Intervention de Laurent Grandguillaume

Séance en hémicycle du 19 février 2014 à 15h00
Comptes bancaires inactifs et contrats d'assurance-vie en déshérence — Discussion générale

Photo issue du site de l'Assemblée nationale ou de WikipediaLaurent Grandguillaume :

Madame la présidente, monsieur le ministre, monsieur le rapporteur, la situation actuelle des avoirs bancaires inactifs, puis en déshérence, ainsi que des contrats d’assurance-vie non réclamés, soulève de réels enjeux de protection des épargnants, comme l’a souligné la Cour des comptes dans son rapport de juillet dernier, que vous aviez commandé, monsieur Eckert.

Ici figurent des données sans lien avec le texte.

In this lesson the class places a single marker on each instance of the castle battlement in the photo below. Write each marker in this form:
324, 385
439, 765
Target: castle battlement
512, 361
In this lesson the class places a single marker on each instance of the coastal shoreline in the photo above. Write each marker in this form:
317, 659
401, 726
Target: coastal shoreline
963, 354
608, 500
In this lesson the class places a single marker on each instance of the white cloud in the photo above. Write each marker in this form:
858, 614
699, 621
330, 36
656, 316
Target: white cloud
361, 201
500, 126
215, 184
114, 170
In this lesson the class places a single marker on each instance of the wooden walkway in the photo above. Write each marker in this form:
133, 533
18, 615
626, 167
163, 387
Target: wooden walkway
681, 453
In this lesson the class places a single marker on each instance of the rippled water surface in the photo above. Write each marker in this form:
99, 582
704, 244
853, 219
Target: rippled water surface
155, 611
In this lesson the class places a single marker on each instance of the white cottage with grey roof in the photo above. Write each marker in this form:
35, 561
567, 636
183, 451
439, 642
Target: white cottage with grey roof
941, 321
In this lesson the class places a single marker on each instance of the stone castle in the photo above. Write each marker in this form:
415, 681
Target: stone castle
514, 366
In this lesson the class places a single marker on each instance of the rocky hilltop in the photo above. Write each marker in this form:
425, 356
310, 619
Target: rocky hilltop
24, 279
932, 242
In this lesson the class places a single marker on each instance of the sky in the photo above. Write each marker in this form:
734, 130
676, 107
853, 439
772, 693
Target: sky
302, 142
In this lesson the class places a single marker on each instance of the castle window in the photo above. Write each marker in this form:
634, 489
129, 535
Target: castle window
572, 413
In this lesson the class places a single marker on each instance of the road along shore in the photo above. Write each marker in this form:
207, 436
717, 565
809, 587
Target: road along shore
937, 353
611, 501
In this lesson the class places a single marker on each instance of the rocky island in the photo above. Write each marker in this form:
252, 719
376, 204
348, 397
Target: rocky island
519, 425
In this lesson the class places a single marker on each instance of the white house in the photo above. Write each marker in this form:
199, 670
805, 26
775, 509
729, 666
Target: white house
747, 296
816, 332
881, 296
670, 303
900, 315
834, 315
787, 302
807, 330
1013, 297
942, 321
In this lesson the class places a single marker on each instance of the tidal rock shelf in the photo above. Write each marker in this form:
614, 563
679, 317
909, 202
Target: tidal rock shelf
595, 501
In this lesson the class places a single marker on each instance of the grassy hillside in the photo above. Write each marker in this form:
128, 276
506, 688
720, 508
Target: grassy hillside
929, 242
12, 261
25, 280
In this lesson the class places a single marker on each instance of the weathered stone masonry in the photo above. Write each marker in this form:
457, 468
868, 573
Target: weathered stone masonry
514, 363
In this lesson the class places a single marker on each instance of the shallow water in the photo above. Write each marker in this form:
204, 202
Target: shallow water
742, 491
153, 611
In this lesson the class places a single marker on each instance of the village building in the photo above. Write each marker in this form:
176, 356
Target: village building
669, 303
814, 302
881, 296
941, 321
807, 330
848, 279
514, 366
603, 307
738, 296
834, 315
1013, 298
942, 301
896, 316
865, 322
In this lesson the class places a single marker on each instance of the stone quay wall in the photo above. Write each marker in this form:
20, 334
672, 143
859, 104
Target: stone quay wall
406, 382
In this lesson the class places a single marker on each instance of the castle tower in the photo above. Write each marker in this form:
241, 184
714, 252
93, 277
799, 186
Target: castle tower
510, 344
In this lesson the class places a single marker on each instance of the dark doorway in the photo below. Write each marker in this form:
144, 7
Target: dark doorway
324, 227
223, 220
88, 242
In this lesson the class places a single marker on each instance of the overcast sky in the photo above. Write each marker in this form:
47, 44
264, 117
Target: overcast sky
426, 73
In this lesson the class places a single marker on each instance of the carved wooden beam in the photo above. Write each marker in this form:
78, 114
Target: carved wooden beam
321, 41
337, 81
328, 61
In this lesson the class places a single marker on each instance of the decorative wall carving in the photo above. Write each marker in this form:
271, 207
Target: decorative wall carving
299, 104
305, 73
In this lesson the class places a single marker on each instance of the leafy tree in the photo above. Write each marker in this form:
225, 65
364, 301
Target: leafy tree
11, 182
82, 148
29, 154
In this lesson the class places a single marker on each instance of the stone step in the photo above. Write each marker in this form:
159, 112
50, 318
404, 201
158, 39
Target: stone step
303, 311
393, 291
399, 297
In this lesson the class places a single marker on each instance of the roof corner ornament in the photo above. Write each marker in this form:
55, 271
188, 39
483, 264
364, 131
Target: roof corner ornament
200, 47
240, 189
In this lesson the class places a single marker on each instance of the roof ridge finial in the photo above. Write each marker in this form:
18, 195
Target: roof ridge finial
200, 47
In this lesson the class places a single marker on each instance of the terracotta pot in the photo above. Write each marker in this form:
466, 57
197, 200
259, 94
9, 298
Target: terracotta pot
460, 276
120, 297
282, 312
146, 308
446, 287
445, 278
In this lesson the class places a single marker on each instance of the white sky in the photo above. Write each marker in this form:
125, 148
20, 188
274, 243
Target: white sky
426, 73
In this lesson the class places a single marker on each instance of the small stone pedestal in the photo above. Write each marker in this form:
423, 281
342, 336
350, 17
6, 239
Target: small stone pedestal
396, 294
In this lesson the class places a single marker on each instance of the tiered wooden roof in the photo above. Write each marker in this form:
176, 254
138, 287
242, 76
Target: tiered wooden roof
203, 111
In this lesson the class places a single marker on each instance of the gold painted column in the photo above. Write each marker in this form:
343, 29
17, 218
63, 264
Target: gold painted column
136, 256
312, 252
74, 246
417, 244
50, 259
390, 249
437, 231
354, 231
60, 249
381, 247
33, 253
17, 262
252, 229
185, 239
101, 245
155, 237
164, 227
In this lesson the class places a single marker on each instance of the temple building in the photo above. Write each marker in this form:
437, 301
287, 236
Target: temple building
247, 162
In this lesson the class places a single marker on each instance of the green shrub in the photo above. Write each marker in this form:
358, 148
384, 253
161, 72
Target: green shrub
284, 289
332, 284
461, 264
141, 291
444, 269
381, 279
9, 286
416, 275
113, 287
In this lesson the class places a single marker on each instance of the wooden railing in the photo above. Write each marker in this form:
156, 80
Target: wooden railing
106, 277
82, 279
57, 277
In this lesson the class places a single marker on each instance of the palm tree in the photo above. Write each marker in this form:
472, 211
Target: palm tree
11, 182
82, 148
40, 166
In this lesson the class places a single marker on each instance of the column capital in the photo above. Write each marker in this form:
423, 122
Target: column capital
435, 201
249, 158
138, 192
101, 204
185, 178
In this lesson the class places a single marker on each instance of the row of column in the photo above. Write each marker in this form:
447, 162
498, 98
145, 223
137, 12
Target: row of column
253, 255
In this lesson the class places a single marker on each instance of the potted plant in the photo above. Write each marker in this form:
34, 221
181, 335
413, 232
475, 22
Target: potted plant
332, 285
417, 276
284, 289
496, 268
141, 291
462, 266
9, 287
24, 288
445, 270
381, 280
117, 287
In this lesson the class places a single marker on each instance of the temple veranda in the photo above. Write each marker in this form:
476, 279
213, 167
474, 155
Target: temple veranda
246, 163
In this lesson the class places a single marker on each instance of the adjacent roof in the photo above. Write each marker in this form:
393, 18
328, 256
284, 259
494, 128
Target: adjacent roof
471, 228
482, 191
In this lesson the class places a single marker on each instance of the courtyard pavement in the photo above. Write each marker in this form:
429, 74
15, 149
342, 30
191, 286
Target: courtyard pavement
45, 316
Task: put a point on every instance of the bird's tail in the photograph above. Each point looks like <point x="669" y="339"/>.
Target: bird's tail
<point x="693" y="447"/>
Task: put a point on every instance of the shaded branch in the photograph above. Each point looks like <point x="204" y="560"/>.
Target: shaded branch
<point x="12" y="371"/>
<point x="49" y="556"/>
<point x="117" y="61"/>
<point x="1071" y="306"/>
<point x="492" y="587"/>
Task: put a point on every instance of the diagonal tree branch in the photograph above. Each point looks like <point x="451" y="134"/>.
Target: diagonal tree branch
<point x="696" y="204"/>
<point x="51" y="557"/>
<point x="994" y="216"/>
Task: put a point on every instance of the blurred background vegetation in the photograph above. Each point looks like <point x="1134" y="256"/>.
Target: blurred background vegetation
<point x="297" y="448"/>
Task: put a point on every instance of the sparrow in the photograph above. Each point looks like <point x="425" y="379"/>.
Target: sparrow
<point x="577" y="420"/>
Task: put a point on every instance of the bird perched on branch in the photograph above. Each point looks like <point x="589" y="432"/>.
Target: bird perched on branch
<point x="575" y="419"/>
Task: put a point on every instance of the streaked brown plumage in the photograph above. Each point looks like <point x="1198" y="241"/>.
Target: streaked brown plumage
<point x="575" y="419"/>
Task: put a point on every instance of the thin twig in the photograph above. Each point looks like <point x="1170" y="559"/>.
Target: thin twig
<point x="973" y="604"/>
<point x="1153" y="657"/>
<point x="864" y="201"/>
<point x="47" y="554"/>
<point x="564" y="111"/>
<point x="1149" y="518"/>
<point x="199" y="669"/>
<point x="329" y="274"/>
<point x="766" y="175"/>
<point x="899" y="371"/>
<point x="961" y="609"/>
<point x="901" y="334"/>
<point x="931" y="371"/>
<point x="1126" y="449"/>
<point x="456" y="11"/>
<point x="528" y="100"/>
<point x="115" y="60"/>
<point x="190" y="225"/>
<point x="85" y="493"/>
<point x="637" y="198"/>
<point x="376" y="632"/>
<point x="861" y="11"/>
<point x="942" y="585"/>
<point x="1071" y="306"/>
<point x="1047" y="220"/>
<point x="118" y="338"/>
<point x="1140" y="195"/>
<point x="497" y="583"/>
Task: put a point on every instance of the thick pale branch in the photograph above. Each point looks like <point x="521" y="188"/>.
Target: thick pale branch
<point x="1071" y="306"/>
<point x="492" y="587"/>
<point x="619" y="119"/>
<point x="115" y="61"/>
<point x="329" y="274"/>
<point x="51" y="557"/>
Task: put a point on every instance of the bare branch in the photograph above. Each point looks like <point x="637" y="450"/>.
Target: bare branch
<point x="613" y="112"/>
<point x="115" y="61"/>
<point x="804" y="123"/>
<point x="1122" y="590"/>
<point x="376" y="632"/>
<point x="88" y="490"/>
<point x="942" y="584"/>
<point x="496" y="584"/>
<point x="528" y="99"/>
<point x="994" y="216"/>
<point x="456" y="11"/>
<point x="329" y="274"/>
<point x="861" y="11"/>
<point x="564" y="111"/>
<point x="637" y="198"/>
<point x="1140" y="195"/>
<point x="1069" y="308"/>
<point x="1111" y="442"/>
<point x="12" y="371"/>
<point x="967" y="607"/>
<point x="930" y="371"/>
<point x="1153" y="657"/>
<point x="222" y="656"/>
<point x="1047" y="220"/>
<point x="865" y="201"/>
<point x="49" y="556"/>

Nombreux sont ceux qui, dans le domaine de la finance, s’inspirent d’Adam Smith, qui disait qu’on n’attend pas son dîner de la bienveillance du boucher, du marchand de vin ou du boulanger, mais de la considération qu’ils ont de leur propre intérêt et qu’on ne s’adresse pas à leur humanité, mais à leur égoïsme. Cela est bien vrai, et c’est pourquoi il faut réguler et maîtriser la finance. En la matière, cette proposition de loi va dans le bon sens, puisqu’elle fixe un cadre, alors qu’à l’heure actuelle, la seule obligation légale à la charge des banques concernant les avoirs bancaires en déshérence est leur reversement à l’État au terme de la prescription trentenaire. Le code monétaire et financier ne comprend, quant à lui, aucune obligation particulière concernant les comptes inactifs, c’est-à-dire non mouvementés à l’initiative du client et pour lesquels ce dernier ne s’est pas manifesté. Les banques n’ont ainsi aucune obligation de rechercher si les titulaires des comptes ouverts dans leurs livres sont décédés.

Avec vous, monsieur le ministre, nous avons fait avancer la question de la mobilité bancaire, mais il a fallu en passer par la loi. Nous attendons avec impatience le rapport du Gouvernement sur la portabilité bancaire pour graver dans le marbre ce principe d’une concurrence libre et non faussée, parfois défendu par certains, et qui s’appliquerait désormais également aux banques. C’est une bonne chose, car cela permettra de diminuer les coûts pour le consommateur.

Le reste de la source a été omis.